Rarely have national security officials, governors, tech CEOs and activists agreed as broadly and fervently as they do about the possibility of historic civil unrest in America.

Why it matters: The ingredients are clear for all to see — epic fights over racism, abortion, elections, the virus and policing, stirred by misinformation and calls to action on social media, at a time of stress over the pandemic.
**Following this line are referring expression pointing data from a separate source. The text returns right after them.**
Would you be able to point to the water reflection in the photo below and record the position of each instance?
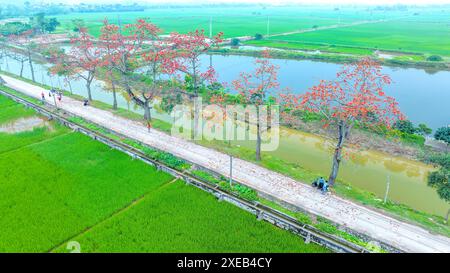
(367, 169)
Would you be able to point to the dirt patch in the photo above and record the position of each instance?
(23, 124)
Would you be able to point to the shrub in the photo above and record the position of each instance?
(443, 134)
(423, 129)
(404, 126)
(258, 36)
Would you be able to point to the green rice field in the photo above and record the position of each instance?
(229, 20)
(414, 30)
(58, 186)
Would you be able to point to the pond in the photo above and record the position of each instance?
(422, 96)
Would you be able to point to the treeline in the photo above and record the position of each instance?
(37, 24)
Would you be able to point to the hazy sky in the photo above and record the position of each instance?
(370, 2)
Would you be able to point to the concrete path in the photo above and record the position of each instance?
(405, 236)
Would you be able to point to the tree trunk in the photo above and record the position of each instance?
(342, 130)
(258, 137)
(70, 87)
(30, 61)
(88, 87)
(196, 118)
(114, 95)
(147, 111)
(21, 69)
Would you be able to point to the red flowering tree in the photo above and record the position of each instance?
(157, 60)
(108, 41)
(254, 89)
(189, 48)
(24, 42)
(125, 50)
(356, 97)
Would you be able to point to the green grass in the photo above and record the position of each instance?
(180, 218)
(57, 184)
(55, 189)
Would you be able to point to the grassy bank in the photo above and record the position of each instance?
(414, 61)
(82, 190)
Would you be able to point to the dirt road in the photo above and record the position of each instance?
(379, 226)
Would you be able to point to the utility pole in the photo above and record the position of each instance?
(387, 188)
(210, 37)
(119, 23)
(231, 170)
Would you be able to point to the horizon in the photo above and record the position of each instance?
(254, 2)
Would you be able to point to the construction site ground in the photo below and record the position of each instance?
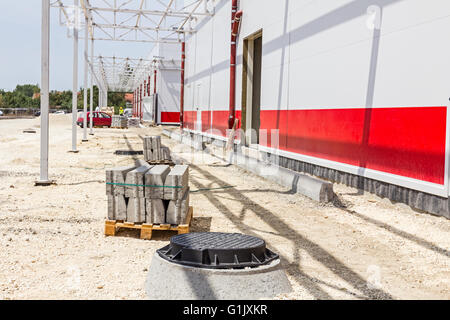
(53, 244)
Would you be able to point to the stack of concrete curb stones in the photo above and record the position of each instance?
(154, 151)
(148, 194)
(133, 122)
(119, 122)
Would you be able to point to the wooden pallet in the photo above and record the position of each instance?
(112, 226)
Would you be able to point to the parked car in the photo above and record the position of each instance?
(99, 119)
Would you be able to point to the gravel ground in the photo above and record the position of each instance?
(53, 247)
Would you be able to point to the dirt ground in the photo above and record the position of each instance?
(53, 247)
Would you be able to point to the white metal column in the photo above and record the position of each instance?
(75, 78)
(45, 64)
(86, 44)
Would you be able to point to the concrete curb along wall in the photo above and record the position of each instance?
(311, 187)
(188, 283)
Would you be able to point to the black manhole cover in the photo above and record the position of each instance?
(217, 250)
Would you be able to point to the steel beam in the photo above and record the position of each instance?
(75, 81)
(86, 44)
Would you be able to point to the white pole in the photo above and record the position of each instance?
(92, 90)
(45, 64)
(86, 44)
(75, 79)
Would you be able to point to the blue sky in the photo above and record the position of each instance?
(20, 49)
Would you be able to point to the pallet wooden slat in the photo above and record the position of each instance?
(112, 226)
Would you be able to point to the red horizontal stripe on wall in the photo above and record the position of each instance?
(408, 142)
(170, 117)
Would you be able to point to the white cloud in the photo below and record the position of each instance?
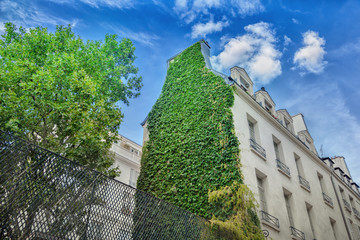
(294, 20)
(141, 37)
(255, 51)
(190, 10)
(247, 7)
(202, 29)
(28, 15)
(348, 48)
(311, 56)
(100, 3)
(287, 40)
(330, 121)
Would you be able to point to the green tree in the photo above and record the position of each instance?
(63, 93)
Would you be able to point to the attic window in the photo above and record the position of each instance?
(268, 106)
(243, 82)
(308, 143)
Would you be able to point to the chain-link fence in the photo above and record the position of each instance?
(46, 196)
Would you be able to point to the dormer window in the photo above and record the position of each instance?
(287, 123)
(308, 143)
(268, 106)
(244, 83)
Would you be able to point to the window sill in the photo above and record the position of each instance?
(287, 175)
(270, 225)
(257, 153)
(305, 188)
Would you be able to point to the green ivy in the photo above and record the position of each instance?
(192, 147)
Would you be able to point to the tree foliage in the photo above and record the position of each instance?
(233, 213)
(63, 93)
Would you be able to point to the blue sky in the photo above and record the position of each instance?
(305, 53)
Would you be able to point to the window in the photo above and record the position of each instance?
(263, 204)
(252, 131)
(299, 166)
(333, 227)
(133, 177)
(276, 148)
(352, 202)
(310, 216)
(321, 181)
(351, 226)
(268, 106)
(287, 124)
(133, 150)
(288, 208)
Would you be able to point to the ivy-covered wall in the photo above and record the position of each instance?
(192, 147)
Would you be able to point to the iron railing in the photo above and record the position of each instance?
(283, 167)
(297, 233)
(257, 148)
(327, 199)
(356, 213)
(304, 183)
(46, 196)
(270, 219)
(347, 205)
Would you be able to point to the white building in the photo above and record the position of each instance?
(300, 195)
(127, 158)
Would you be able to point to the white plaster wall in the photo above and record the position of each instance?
(126, 160)
(276, 181)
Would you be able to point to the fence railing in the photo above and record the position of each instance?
(283, 167)
(304, 183)
(297, 233)
(46, 196)
(270, 219)
(356, 213)
(257, 147)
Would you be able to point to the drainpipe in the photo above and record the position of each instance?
(341, 210)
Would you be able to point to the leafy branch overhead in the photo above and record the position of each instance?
(63, 93)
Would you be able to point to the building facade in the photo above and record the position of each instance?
(127, 159)
(300, 195)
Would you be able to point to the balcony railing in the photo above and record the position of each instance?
(328, 199)
(283, 167)
(347, 205)
(297, 233)
(270, 219)
(356, 213)
(304, 183)
(257, 148)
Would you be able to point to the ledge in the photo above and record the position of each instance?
(283, 172)
(305, 188)
(270, 225)
(257, 153)
(328, 204)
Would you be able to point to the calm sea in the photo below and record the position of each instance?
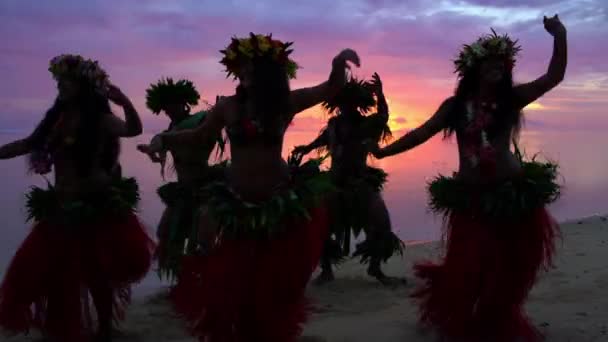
(584, 171)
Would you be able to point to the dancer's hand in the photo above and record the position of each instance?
(346, 55)
(156, 144)
(154, 157)
(554, 26)
(376, 84)
(373, 148)
(117, 96)
(300, 150)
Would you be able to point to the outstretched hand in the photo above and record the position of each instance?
(373, 148)
(554, 26)
(376, 84)
(300, 151)
(116, 95)
(154, 156)
(347, 55)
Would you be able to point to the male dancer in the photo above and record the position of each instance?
(358, 203)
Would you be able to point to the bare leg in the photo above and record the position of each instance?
(103, 298)
(327, 273)
(379, 226)
(208, 229)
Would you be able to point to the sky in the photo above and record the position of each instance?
(411, 45)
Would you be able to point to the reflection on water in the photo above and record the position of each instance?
(582, 166)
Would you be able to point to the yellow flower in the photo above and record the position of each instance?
(263, 44)
(230, 54)
(247, 51)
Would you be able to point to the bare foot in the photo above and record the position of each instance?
(384, 279)
(324, 278)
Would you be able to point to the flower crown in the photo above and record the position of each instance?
(166, 91)
(258, 45)
(75, 66)
(486, 46)
(355, 92)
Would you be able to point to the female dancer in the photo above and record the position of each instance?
(358, 205)
(179, 223)
(499, 233)
(86, 235)
(267, 221)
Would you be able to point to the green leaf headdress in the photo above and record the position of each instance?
(356, 93)
(490, 45)
(166, 91)
(76, 66)
(258, 45)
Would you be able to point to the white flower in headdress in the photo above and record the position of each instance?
(484, 139)
(470, 113)
(474, 161)
(478, 50)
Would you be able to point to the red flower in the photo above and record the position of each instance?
(249, 128)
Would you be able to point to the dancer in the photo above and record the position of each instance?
(499, 234)
(358, 205)
(86, 237)
(179, 223)
(268, 220)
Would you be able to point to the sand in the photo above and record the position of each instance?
(570, 303)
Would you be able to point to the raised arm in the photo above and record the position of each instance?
(131, 126)
(206, 131)
(15, 149)
(382, 106)
(420, 135)
(529, 92)
(304, 98)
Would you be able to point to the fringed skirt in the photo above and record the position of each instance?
(56, 268)
(253, 289)
(478, 290)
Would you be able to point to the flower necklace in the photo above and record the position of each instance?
(478, 149)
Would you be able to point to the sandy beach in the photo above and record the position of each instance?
(570, 303)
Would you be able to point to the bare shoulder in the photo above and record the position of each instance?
(111, 122)
(227, 108)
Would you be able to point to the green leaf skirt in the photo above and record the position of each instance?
(508, 200)
(120, 198)
(239, 218)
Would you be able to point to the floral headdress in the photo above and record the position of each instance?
(355, 92)
(166, 91)
(487, 46)
(258, 45)
(76, 66)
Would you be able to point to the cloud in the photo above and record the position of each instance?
(410, 44)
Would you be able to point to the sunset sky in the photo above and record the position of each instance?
(409, 43)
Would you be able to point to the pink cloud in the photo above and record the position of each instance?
(138, 42)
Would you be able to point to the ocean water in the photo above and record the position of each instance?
(583, 169)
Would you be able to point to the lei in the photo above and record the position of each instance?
(258, 45)
(76, 66)
(477, 147)
(486, 46)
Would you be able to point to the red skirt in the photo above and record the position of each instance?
(51, 275)
(252, 290)
(477, 292)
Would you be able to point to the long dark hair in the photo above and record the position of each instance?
(269, 92)
(505, 117)
(92, 108)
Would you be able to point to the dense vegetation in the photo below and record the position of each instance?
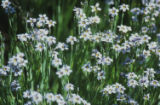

Look across America this week:

  • Portland, Oregon — already suffering from fires and protests — is bracing for a showdown today between right and left wing activists, with "far-right groups from around the country bringing guns, flags, bulletproof vests," the N.Y. Times reports.
  • President Trump was booed — with chants of "Vote him out!" — as he paid respects to Justice Ruth Bader Ginsburg on the Supreme Court steps.
  • With today's 5 p.m. Supreme Court announcement, Trump will put America on the cusp of a hardened conservative majority.
  • For the third night in a row, a revived racial-justice movement took to streets across the country to protest the lack of charges against police in the death of Breonna Taylor in Louisville. CNN showed demonstrations from L.A. to Sacramento to Philadelphia to Boston.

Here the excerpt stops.